The nuptials gave my spouse an excuse to go shopping for a new dress she could wear to this Filipino wedding. And of course a new dress also meant a new pair of shoes. But you married guys out there already knew that.
I needed a new barong tagalog, traditional formal wear for the Filipino male, and dress pants. Although I had only worn my old barong twice, a larger size outfit in size 2X was now needed. I sweat profusely the minute I put one of these things on so my wife and I decided to take some pictures at our new home in the Philippines before we left for the church where the wedding was to be held.
Note that I’m not wearing my 25-year-old Florsheim’s in the house.
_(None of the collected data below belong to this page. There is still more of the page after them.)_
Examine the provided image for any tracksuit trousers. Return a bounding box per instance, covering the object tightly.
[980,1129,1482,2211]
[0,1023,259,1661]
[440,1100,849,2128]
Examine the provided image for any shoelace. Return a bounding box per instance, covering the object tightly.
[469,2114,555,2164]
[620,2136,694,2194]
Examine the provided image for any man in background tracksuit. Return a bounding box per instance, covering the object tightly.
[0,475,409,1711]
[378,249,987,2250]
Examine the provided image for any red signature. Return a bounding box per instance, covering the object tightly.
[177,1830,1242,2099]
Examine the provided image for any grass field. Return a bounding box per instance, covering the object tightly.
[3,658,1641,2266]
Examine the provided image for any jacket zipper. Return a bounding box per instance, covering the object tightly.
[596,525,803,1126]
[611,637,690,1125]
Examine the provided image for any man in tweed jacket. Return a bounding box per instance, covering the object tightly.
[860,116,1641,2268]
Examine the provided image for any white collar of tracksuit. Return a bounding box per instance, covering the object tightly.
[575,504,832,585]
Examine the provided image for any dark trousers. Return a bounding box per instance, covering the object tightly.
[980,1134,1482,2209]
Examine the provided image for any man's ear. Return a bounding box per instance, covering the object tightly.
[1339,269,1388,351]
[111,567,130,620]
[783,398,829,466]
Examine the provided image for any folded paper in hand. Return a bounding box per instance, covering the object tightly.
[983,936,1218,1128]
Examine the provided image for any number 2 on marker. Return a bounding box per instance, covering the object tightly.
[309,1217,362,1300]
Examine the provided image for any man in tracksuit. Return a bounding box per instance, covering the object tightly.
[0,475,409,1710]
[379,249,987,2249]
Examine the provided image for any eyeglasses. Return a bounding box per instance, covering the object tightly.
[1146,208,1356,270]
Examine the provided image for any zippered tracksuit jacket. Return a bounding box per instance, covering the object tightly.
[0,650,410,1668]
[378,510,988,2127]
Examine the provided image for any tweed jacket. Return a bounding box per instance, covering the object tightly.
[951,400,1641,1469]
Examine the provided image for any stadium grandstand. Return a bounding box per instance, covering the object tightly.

You never wear shoes in a Filipino home. Vinyl slippers are the standard inside footwear.
Good friends graciously picked us up to take us to the wedding’s venue, St. John the Baptist Church, in Jordan, Guimaras. We stopped by their house before leaving for the church. Here’s a look at some of the beautiful ladies that were also involved in the wedding. It’s a tough life in the Philippines, isn’t it, being surrounded by such beautiful Filipinas, my own asawa included, of course.
St. John the Baptist Church was built in Jordan, Guimaras in January 1970. The blue neon Jesus hung above the altar. The mass only took about 40 minutes. The picture taking afterward lasted about as long.
The bride and groom were kneeling for quite some time during the ceremony. For more details on a traditional Filipino wedding, check out this previous post.
After the pictures were taken we headed back to our friend’s home where a multicab, jeepney, soon picked us up so we could attend the reception. The road to the reception area was too narrow for our truck. The signage shown below can be seen at most important celebrations in the Philippines.
Of course, it wouldn’t be a party without the lechon, shown below. My asawa and I were sitting nearby and were splattered a few times by the dead pig’s juices as the carver’s bolo did it’s work. Note to self: Avoid sitting so close to the lechon at future celebrations.
There was a huge crowd on hand for the reception. Free food brings in lots of folks, no matter what country you live in. The Philippines is no exception. No adult beverages were served, only Pepsi. I didn’t mind. I’ve only had a few beers in the last month anyway.
Here’s a look at my lovely asawa enjoying the wedding reception.
EVERY party in the Philippines requires a stack of speakers as seen shown below. We had to shut our windows the night before the wedding to get some sleep as the couple’s reception was in the same barangay as ours.
James, the groom, is a carpenter, and quite shy. When given the opportunity to speak, he declined. I was invited to say a few words of advice to the couple. My nugget of wisdom to the groom was this:
“Always listen to your asawa.”
The happy couple share a kiss.
Which of these young ladies would catch the bride’s bouquet? The Filipina in the middle.
Congratulations to James and Beth. We pray they have a long and prosperous life together. We’re thankful for the invitation to their big day.
We caught a jeepney ride home and the first thing I did was peel off my barong tagalog and take a shower. The rainy season has finally hit us and the humidity levels have shot up. But that’s fine with me, we really need the rain. And I really needed a shower. Ask my asawa.